American Vampire

American Vampire by J R Rain, now you can read online.

I was in the same parking lot where a young lady had been killed not too long ago in connection with a case of mine. A case that had involved Kingsley.

 

The parking lot was mostly empty. It was late Sunday night, so no surprise there. I was in a spot that afforded me a perfect view of the parking lot's entrance.

 

I'm really doing this, I thought.

 

I was a few minutes early. To my right was an alley that ran behind the restaurant. The alley was clean and dimly lit and led to the back entrances of the stores that ran along Harbor Boulevard. Potted plants were arranged outside the bar's back door, and a nearby fire escape appeared freshly painted. The alley itself was composed of cobblestones, like something you would see in an English village. I remembered the way the girl's blood had soaked between the stones, zigzagging rapidly away from her dying body.

 

The moon was bright, but not full. Clouds were scattered thinly across the glowing sky. Glowing, at least, to my eyes. A small wind made its way through my partially opened driver's side window. I couldn't keep my hands from shaking, and so I kept them there on the steering wheel, gripping tightly, my knuckles glowing white.

 

A car turned slowly into the parking lot, making a left from Chapman Avenue. Its headlights bounced as the vehicle angled up the slight driveway and into the parking lot.

 

I'm really doing this.

 

I hadn't expected to be this nervous. Fang knew everything about me. He knew my dirtiest secrets. So what did I know about him? I knew he was a lady's man. I knew he had a massive fascination for vampires. I knew he was mortal.

 

And that was it.

 

In a way, I loved Fang. He was always, always there for me. In my darkest hours, he consoled me. He lifted me up and reminded me that I was not a monster. I shared with him my heart, and in return he accepted it with tenderness and compassion. He was the perfect man.
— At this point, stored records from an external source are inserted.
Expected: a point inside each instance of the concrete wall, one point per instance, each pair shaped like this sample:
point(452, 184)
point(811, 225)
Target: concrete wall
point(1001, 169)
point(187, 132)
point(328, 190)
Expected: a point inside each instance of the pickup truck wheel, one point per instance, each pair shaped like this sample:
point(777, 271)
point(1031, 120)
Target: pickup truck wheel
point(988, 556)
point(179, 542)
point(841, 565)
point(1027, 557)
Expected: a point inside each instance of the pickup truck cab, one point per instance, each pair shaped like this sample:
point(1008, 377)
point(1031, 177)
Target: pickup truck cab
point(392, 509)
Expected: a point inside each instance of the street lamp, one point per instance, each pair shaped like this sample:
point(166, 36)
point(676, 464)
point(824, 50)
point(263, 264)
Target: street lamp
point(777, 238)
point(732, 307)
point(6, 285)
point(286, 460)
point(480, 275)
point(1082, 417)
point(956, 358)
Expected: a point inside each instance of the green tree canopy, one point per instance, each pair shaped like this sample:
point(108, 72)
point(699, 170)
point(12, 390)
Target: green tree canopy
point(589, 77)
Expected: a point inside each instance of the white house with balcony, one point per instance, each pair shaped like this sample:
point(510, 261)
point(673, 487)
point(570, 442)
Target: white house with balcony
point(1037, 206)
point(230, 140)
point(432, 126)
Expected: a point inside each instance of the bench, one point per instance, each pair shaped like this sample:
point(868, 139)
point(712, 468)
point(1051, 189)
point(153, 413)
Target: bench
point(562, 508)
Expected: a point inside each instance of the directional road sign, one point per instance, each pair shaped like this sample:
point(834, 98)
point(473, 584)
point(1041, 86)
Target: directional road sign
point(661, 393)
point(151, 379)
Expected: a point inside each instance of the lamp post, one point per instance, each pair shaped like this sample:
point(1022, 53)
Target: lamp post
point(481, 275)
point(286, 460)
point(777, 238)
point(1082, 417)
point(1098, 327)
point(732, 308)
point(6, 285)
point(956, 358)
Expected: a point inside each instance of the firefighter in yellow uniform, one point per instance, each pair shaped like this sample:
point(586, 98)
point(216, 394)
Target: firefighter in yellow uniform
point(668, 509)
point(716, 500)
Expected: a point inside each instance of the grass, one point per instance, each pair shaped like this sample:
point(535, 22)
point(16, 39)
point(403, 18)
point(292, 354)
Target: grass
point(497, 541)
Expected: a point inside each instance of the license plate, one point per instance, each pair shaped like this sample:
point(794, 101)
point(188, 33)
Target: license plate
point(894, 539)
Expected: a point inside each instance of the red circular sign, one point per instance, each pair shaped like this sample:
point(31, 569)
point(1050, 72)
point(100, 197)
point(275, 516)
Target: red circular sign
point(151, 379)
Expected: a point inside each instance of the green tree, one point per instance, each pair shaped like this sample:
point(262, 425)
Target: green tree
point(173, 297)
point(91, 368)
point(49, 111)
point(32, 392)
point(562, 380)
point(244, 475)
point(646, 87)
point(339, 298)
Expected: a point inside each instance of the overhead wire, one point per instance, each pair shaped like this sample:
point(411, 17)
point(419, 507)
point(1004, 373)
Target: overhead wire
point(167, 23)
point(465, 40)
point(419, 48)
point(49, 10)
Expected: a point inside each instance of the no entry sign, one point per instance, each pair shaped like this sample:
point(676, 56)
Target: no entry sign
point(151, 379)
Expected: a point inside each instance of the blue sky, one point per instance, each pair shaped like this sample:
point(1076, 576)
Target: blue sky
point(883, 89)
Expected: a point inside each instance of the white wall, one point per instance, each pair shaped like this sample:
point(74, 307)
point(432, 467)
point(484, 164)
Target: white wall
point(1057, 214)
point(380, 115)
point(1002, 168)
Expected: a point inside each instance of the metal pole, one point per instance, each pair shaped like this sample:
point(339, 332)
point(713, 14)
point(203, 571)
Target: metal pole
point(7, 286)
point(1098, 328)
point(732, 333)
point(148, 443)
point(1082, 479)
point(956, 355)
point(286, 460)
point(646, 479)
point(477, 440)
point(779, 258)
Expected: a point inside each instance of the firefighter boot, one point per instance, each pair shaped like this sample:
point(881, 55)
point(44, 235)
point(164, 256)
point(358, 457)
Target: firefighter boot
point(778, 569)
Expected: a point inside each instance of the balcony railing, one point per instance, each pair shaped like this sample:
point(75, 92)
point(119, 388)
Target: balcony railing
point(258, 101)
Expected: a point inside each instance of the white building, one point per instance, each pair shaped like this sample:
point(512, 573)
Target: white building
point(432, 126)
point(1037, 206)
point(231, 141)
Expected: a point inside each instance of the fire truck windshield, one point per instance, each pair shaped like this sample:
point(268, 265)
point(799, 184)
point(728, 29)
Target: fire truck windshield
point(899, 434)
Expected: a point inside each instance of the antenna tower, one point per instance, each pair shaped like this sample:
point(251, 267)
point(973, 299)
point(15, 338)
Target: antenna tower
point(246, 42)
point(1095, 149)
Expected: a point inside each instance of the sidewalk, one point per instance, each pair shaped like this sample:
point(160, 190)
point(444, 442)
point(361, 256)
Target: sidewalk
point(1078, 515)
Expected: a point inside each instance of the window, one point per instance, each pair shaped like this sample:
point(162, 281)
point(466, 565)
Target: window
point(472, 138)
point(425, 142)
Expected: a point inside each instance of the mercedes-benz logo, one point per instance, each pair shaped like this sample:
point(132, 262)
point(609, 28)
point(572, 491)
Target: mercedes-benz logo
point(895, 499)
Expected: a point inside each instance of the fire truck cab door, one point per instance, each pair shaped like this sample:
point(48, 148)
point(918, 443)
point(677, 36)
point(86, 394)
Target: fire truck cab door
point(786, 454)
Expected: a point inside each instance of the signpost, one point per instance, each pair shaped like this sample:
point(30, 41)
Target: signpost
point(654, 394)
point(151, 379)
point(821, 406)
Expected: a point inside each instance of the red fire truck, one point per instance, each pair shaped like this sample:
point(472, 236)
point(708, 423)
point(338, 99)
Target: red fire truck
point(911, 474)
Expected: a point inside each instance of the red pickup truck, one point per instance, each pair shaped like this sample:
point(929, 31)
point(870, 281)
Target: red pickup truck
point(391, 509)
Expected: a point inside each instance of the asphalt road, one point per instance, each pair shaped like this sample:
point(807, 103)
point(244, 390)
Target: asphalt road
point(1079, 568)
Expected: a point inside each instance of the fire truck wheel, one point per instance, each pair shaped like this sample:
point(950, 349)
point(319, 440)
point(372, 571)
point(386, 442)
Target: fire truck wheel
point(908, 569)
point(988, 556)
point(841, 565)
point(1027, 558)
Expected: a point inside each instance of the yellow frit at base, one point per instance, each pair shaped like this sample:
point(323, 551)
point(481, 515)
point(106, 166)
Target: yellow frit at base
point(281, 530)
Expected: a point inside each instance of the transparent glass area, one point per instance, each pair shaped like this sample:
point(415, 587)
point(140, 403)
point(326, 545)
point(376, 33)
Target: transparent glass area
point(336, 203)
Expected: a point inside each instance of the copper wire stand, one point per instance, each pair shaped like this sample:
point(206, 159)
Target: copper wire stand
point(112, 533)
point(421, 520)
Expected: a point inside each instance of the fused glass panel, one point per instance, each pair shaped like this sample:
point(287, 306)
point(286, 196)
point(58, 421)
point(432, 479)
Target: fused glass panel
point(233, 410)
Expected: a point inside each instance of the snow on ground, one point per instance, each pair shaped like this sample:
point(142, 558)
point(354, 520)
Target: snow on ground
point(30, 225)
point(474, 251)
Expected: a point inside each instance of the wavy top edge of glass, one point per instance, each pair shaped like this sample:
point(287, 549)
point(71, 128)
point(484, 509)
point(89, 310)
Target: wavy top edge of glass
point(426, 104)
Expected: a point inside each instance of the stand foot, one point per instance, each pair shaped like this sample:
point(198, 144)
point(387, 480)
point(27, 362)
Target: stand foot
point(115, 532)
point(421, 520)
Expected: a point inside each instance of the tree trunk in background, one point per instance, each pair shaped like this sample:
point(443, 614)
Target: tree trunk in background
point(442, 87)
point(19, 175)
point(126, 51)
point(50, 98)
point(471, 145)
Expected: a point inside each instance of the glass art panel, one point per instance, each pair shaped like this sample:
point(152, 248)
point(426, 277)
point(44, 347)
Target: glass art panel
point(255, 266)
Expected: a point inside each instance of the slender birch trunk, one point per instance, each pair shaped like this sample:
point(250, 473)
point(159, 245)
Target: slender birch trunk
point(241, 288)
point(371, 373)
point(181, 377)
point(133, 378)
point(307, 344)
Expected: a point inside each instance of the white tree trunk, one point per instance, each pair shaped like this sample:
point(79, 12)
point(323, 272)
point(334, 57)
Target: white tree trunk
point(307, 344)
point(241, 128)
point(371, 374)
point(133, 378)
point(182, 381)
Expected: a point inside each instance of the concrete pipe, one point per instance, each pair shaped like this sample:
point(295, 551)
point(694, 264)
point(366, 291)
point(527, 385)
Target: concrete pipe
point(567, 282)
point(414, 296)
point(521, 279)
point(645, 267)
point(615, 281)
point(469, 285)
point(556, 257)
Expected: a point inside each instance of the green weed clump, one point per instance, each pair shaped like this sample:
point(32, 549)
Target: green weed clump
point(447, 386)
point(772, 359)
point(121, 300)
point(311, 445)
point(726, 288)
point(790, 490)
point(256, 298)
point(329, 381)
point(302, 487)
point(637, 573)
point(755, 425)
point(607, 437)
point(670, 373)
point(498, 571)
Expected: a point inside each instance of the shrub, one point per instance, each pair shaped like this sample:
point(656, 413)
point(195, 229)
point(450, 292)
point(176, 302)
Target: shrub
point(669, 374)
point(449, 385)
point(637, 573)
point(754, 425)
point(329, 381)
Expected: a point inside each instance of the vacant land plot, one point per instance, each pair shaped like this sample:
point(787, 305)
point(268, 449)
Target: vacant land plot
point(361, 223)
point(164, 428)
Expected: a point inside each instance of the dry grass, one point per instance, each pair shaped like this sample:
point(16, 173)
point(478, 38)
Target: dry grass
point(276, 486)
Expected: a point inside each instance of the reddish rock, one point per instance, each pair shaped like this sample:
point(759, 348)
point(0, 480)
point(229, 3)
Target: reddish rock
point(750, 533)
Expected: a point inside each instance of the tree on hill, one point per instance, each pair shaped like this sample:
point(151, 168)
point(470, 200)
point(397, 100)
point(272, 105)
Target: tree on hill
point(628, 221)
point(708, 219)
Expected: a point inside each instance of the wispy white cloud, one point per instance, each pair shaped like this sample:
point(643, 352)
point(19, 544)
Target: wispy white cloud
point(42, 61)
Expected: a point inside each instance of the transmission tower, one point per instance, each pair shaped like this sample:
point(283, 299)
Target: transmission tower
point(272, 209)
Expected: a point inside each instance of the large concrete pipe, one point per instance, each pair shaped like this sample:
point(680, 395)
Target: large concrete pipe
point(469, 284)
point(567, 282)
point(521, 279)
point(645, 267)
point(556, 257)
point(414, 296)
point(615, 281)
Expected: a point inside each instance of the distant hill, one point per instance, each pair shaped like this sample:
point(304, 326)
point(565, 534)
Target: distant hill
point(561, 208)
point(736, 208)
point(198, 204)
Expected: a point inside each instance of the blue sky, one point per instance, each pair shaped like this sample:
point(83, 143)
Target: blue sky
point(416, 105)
The perfect confidant.

 

I didn't want to lose what I had with Fang.

 

The car continued moving through the parking lot. I could hear its tires crunching. The car, I soon saw, was an old muscle car. A beautiful thing. Not quite cherried, but obviously well taken care of. It gave off a throaty growl, not unlike the growl of the werewolf the other night.

 

I didn't want to lose Fang. I love what we have. Our connection was so rare, so helpful, so loving, so sweet, so important to me.

 

I can't lose that.

 

I wrapped my hands around my keys, which were still hanging in the ignition.